4. Ilusión de omnipotencia. Se presenta cuando se presupone que toda denuncia pública cambiará las cosas por el hecho de hacerse visible. El episodio en que Vega llevó personas al Parlamento alegando “magnetización” tras recibir vacunas buscó impactar en la agenda nacional. Pero la espectacularidad, lejos de generar alarma, puso en evidencia la falta de base científica y terminó profundizando el rechazo en la opinión pública. Ni hablar del fiasco que resultó el hecho de que algunas reconocieron no estar vacunadas…

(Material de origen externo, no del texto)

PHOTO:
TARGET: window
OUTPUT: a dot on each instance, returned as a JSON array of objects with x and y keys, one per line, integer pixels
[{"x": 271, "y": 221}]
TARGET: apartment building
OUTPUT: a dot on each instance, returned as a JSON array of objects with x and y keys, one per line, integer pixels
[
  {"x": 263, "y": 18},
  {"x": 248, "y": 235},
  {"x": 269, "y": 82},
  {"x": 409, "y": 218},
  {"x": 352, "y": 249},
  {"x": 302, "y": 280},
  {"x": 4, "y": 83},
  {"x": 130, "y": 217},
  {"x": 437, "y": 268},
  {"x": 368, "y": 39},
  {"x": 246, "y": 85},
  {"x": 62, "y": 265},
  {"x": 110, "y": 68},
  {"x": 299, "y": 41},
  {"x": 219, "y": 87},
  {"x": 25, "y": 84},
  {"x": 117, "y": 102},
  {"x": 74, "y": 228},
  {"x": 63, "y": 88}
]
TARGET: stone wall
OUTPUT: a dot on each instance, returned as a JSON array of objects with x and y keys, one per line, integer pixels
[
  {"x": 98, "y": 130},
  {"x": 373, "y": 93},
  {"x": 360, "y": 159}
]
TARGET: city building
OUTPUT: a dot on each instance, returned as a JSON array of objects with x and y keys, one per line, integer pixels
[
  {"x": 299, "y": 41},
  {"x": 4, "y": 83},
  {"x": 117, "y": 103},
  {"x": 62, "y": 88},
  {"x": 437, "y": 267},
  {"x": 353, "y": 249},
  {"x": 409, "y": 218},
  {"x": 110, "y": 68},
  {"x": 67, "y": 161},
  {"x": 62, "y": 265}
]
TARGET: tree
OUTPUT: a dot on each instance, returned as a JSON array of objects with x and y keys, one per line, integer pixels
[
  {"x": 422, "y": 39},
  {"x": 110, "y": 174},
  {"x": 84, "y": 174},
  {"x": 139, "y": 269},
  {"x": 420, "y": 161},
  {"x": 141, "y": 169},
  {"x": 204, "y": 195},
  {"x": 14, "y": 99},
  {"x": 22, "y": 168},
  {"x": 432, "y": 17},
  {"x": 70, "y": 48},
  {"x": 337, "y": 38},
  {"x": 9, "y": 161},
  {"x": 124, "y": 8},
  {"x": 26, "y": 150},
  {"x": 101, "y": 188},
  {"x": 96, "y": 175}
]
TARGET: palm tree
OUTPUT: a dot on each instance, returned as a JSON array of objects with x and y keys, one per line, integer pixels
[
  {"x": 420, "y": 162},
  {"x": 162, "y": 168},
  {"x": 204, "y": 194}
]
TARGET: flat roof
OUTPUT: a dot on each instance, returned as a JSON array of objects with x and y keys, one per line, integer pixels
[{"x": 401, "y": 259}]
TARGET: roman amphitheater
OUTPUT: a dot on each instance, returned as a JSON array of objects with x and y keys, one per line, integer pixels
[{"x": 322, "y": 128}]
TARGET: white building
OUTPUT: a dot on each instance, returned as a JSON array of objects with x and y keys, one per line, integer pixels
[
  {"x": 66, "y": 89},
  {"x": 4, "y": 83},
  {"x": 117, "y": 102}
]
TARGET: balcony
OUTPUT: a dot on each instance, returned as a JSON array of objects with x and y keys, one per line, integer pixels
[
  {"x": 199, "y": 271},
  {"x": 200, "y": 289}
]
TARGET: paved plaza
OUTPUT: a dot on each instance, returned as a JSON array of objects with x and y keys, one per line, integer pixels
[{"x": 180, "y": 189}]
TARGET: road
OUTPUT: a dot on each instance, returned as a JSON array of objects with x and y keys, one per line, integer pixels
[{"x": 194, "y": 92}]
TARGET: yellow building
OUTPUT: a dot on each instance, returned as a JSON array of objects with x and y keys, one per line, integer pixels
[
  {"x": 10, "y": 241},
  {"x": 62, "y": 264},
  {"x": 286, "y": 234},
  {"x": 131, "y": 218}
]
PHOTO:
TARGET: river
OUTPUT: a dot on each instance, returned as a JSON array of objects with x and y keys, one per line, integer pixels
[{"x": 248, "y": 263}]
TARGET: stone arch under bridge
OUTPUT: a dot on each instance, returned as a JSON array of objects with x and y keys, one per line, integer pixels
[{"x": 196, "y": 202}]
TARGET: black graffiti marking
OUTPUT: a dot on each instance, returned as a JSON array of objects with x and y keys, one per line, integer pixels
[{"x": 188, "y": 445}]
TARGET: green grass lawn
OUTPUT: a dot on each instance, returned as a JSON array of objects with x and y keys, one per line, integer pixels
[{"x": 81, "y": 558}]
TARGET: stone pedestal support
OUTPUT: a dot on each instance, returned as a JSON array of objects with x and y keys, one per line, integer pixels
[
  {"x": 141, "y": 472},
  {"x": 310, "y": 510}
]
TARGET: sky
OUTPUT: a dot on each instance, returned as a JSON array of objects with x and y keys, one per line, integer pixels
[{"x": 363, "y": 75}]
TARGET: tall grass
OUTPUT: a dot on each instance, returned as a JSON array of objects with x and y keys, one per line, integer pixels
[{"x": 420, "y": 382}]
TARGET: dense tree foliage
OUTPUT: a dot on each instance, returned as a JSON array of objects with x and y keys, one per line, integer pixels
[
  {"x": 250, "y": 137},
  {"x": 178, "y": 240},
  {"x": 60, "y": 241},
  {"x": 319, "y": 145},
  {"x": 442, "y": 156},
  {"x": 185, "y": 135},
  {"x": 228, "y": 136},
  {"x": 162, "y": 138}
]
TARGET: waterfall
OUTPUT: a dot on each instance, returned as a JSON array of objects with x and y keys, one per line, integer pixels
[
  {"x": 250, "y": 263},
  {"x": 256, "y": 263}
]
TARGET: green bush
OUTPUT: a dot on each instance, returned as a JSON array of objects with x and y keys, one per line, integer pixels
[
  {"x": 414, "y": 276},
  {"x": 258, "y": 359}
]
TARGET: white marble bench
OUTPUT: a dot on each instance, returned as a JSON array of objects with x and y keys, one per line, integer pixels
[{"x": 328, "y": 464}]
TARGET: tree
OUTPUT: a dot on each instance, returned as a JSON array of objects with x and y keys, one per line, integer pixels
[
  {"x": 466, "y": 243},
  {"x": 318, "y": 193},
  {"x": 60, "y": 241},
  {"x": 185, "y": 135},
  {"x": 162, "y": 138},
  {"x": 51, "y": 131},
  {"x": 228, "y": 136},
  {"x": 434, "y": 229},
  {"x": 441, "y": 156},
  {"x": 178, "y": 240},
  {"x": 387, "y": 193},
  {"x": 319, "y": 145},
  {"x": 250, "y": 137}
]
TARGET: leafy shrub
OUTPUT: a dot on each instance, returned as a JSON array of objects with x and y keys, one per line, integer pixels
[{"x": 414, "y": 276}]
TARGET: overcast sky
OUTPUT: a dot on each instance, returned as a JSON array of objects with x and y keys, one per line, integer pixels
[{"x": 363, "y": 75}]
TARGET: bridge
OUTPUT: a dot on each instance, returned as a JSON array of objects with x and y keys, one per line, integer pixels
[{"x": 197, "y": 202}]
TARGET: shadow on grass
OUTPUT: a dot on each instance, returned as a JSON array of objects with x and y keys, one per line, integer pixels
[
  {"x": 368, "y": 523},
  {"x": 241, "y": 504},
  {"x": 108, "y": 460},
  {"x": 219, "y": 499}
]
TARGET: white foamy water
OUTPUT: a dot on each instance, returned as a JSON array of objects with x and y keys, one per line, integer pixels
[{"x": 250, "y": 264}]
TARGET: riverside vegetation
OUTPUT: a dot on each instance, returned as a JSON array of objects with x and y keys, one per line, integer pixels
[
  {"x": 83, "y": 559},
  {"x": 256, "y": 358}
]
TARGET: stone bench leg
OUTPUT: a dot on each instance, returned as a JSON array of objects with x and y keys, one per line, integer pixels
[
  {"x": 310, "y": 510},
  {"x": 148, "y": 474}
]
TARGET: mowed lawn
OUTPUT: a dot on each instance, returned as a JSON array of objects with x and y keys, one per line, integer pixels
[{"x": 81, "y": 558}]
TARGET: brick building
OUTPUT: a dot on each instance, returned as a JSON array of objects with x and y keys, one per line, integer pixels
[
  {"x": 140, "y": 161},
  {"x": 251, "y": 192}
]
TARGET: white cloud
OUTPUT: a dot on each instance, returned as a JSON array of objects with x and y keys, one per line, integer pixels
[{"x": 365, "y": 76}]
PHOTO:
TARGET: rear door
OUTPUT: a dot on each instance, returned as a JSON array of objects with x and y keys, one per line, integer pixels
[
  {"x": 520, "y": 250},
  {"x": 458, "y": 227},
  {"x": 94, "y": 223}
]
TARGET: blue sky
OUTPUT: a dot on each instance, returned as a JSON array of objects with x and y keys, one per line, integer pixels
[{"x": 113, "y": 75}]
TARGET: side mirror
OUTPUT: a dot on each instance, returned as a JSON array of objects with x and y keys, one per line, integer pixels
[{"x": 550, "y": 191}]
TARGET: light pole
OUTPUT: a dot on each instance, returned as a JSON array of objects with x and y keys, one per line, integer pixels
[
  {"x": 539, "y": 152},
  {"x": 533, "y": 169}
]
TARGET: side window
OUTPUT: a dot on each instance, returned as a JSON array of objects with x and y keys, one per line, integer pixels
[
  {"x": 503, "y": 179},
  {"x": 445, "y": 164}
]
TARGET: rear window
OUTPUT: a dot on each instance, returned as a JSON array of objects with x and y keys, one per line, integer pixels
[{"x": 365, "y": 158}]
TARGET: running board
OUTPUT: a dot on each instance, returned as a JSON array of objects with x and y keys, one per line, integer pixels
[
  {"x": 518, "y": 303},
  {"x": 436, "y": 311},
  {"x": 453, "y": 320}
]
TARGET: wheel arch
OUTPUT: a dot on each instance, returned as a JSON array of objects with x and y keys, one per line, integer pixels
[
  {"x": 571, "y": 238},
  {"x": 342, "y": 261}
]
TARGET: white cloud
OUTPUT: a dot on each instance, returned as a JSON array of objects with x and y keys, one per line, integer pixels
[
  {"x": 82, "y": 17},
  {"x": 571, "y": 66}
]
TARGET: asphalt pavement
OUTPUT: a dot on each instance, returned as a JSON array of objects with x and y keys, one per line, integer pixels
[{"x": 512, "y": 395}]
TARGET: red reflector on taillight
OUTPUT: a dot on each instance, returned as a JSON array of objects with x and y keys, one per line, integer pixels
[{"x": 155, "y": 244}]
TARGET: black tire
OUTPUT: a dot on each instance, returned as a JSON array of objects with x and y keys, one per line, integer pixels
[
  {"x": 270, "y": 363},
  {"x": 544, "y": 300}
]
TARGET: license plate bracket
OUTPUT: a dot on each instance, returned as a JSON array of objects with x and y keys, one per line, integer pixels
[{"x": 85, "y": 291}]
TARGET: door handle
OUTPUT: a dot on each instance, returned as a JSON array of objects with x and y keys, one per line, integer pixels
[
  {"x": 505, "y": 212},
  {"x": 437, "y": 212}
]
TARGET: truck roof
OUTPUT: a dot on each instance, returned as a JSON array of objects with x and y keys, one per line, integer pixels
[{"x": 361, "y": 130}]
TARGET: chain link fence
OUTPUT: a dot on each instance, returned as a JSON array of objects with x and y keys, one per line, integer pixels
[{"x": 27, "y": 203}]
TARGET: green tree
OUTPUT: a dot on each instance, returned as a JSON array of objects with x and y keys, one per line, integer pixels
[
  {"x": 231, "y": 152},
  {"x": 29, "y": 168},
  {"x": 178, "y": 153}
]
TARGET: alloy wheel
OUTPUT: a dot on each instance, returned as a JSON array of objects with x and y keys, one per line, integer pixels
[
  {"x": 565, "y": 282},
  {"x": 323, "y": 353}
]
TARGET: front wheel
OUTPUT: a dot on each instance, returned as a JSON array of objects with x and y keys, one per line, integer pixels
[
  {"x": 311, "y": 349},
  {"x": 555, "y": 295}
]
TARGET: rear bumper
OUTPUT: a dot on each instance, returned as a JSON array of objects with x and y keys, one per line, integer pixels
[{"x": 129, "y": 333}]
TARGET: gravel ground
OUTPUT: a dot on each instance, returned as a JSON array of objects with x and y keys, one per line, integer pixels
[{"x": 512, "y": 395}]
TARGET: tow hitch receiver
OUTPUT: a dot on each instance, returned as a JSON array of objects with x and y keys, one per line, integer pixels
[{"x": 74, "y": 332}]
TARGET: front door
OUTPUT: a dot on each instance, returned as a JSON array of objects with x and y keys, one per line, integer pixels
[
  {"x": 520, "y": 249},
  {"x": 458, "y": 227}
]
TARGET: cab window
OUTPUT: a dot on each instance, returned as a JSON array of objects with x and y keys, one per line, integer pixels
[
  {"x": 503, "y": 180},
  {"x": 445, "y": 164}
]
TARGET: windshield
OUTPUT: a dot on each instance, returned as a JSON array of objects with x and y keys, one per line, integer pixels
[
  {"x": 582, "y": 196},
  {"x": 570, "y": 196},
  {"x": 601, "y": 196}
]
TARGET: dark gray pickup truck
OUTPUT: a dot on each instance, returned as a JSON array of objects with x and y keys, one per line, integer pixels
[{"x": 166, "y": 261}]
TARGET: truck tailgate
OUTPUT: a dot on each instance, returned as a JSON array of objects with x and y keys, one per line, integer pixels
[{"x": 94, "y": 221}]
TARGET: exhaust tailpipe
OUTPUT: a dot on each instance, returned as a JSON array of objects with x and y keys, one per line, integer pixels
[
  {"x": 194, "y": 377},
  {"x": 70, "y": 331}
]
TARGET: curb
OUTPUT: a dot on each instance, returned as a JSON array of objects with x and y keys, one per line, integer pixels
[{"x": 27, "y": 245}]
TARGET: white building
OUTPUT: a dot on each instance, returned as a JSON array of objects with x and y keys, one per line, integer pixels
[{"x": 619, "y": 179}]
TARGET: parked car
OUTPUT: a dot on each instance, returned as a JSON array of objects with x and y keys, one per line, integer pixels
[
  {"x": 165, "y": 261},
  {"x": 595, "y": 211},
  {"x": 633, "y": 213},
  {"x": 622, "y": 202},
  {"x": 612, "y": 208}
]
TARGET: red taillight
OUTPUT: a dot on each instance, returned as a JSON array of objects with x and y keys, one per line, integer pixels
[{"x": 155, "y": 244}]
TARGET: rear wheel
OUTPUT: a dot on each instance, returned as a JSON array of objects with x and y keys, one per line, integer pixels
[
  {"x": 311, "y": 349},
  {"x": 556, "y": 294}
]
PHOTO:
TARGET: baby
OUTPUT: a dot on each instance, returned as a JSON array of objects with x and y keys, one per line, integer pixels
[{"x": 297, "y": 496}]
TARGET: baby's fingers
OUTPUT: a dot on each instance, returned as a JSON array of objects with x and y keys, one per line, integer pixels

5. Sensación de invulnerabilidad. Este sesgo impide reconocer la posibilidad de estar equivocado. Las críticas, el rechazo institucional y el progresivo aislamiento no llevaron a Vega a la autocrítica ni a revisar sus acciones. Por el contrario, los interpretó como pruebas de autenticidad y de una supuesta persecución, lo que sólo agudizó su desconexión del debate informado. En una entrevista en el programa Fácil desviarse citó al doctor Aldo Mazzucchelli como “un prestigioso científico” para invocar el principio de autoridad sobre el tema ya demasiado gastado de las vacunas (la pandemia había terminado hacía años). Con una soberbia enorme interpelaba a los conductores (algo difícil de hacer, quienes escuchan el programa lo sabrán), pero la realidad es que el citado doctor es catedrático de teoría literaria; así que es un prestigioso académico, profesor, escritor, poeta y muchas cosas, pero científico, lo que se dice científico, no lo es desde ningún punto de vista medianamente aceptable fuera de las condiciones de Livraghi.

El saldo de un derrape

La defensa persistente de argumentos desacreditados y la búsqueda constante de repercusión rápida terminaron relegando a Vega a una zona de marginalidad política y social. Su derrumbe parlamentario sirve de lección sobre los límites del conocimiento autodefinido y los riesgos de abandonar la autocrítica y el intercambio genuino por la reafirmación cerrada de las propias ideas. En las elecciones siguientes, los desencantados que lo llevaron a una banca votaron a Gustavo Salle y su hija con su agenda de neologismos absurdos (a no confundirse: Salle no es estúpido, es otra cosa mucho más peligrosa, pero es un tema para otra columna).

Por cierto, Vega hizo honor a Livraghi hasta el fin: lejos de asumir la derrota con algo parecido a elegancia o gallardía, afirmó: “Me ganó con un megáfono”. En fin...

Bernardo Borkenztain es comunicador y crítico de arte.